Happens all the time. There is very little material available around us to help people figure out how to keep this sudden wealth. Here are a couple of US based articles that examined this phenomenon more carefully (and agreed with my observations).

Article 1,

But winners are handed a check and shown the door, even though gaining sudden wealth is usually a dramatic, life-altering experience.

and Article 2.

A shockingly large number of lottery winners end up in financial ruin. National statistics show that about one-third of lottery win-ners ultimately file for bankruptcy. Often, that’s just the initial symptom of good fortune gone bad

What can be done? Unlike a lottery, winnings from land or stock sale happen at a time of the receiver’s choosing. That means that courses and counseling sessions could be created for people to attend BEFORE they get the big check. This way, they are aware of the ephemeral nature of their good fortune, and are better prepared to convert this fortune into a life-long income.

Education Reform in India…bold agenda, same old foot dragging

Getting their citizen ready to lead productive and prosperous lives is one of the primary obligations of a democratic government. Despite all the hype and excitement about the quality of Indian education, it is very clear that vocational and advanced education in India remain an elitist pursuit. That is unfortunate, because in the modern Indian economy the *only* way to escape from the social class of your birth is through education.

In the last few weeks, there has been renewed (and I hesitate to use this word) debate on the subject of allowing foreign universities to confer degrees in India. I hesitate to call the response a debate because, predictably, the response has come in the form of party line pandering. There has been no evidence of a thoughtful, emotion-less debate on a subject that would likely impact the future prosperity of the nation.

The minister, Kapil Sibal, makes some reasonable statements. There are 220 million kids who go to school, and only 26 million of these will be able to go to college. The remaining folks don’t have access to advanced or vocational training that they would need in order to get into higher paying jobs and businesses. This is a huge problem, in terms of the manpower requirements of a modern economy…will we, after all, import TV technicians from Japan to repair our TVs? The bigger problem is that the social divide between the ultra rich (educated IIT/IIM types) and the abject poor will continue to widen and, even worse, the people on the poor side would not have access to any means of crossing over.

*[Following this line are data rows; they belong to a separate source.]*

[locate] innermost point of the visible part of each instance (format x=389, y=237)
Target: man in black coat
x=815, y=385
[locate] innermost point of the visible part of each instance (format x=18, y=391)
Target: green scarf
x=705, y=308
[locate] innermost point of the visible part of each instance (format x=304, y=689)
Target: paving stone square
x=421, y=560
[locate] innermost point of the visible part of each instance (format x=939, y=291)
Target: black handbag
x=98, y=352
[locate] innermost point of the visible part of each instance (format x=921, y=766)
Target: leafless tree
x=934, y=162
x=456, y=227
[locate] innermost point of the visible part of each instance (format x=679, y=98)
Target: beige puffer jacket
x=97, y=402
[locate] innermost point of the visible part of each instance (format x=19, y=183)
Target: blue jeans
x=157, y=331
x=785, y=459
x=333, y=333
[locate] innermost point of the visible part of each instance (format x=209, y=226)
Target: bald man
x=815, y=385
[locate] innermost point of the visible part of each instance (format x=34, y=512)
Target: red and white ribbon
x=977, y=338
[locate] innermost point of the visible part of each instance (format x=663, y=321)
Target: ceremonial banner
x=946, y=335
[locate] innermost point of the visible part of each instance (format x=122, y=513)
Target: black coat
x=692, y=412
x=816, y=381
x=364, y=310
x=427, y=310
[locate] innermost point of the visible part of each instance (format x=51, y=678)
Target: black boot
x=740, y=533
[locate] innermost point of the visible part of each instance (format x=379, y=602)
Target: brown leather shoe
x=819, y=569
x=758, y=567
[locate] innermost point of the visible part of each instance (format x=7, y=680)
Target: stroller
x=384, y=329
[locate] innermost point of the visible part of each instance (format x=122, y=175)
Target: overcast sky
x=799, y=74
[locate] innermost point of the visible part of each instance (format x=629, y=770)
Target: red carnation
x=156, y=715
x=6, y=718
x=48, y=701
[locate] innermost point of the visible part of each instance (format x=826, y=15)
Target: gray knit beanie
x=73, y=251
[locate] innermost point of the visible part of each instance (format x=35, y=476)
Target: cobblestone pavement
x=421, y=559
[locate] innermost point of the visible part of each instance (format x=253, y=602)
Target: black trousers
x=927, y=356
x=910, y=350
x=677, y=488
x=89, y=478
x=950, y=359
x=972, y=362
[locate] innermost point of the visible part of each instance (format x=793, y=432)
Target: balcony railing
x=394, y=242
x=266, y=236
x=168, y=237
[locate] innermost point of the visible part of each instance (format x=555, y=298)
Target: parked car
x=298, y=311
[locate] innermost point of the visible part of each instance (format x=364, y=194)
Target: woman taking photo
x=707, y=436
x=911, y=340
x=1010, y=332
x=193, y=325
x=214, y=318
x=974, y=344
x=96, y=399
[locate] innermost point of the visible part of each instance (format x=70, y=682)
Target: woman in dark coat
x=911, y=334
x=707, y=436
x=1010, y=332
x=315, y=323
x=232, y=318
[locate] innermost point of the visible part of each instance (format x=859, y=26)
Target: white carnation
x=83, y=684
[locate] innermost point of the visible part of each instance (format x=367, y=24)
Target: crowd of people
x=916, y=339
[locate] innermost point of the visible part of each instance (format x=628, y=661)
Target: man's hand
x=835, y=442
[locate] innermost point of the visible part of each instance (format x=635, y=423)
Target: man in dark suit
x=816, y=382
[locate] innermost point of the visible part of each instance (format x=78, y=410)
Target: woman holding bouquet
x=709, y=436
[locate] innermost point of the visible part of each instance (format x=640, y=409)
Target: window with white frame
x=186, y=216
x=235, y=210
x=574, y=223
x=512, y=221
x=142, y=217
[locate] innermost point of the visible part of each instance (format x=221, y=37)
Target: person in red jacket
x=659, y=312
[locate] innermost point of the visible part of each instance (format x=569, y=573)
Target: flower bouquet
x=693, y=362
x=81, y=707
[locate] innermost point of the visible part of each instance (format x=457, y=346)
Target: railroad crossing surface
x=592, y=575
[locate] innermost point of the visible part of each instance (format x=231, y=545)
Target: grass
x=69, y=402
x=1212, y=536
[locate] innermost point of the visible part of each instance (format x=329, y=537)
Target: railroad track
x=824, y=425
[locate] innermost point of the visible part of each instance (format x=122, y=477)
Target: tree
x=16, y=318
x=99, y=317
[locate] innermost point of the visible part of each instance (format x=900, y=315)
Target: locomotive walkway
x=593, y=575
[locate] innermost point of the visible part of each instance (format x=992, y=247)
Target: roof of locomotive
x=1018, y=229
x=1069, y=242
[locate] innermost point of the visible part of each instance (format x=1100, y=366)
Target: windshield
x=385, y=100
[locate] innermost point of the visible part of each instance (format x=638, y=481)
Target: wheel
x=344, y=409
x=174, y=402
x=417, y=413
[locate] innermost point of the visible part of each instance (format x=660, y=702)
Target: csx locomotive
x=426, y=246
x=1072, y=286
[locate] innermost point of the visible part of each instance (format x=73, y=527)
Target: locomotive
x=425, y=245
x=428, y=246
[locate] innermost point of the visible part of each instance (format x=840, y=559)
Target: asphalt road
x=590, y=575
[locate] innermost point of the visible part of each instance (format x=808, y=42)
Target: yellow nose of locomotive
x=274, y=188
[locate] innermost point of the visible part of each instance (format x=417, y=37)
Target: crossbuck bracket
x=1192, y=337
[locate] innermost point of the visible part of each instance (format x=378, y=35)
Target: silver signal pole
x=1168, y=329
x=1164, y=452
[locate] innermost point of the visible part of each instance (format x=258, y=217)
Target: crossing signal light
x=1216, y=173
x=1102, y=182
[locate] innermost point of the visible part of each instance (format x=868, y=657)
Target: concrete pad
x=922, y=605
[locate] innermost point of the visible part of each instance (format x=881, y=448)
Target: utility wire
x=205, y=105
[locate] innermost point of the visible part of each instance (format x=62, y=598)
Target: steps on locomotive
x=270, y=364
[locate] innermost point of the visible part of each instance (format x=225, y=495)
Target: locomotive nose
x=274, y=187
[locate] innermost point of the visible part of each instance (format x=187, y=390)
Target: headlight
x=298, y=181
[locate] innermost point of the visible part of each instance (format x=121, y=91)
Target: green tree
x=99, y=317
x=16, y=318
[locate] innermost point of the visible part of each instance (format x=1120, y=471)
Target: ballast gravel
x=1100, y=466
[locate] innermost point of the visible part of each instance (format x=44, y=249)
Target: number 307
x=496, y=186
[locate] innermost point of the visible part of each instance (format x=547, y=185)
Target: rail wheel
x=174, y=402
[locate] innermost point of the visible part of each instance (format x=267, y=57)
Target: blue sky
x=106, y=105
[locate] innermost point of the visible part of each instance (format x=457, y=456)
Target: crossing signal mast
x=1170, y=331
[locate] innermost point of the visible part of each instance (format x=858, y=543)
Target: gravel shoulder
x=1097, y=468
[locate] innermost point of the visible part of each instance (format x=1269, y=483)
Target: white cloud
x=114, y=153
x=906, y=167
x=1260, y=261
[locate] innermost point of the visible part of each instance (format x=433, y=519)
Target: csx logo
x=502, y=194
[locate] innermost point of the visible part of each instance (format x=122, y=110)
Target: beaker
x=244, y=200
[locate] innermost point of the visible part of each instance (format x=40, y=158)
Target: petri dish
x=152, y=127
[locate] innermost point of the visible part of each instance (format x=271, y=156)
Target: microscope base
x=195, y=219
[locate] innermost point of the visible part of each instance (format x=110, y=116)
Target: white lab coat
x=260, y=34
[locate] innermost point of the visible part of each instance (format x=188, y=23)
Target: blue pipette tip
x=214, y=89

Of course, the usual leftist objection to “phoren imperialists” will come up. After all, if they educate our kids today, who is to say that they won’t brain-wash our kids into capitalistic zombies tomorrow?

The real question is…who has the content, experience and credentials to provide India the education that Indians need? A case may be made that India should be taught by Indians. All well and good, but where will the content and the management capability come from “in the numbers that India will need”? Surely there is room to allow foreign universities to come in an help where they can?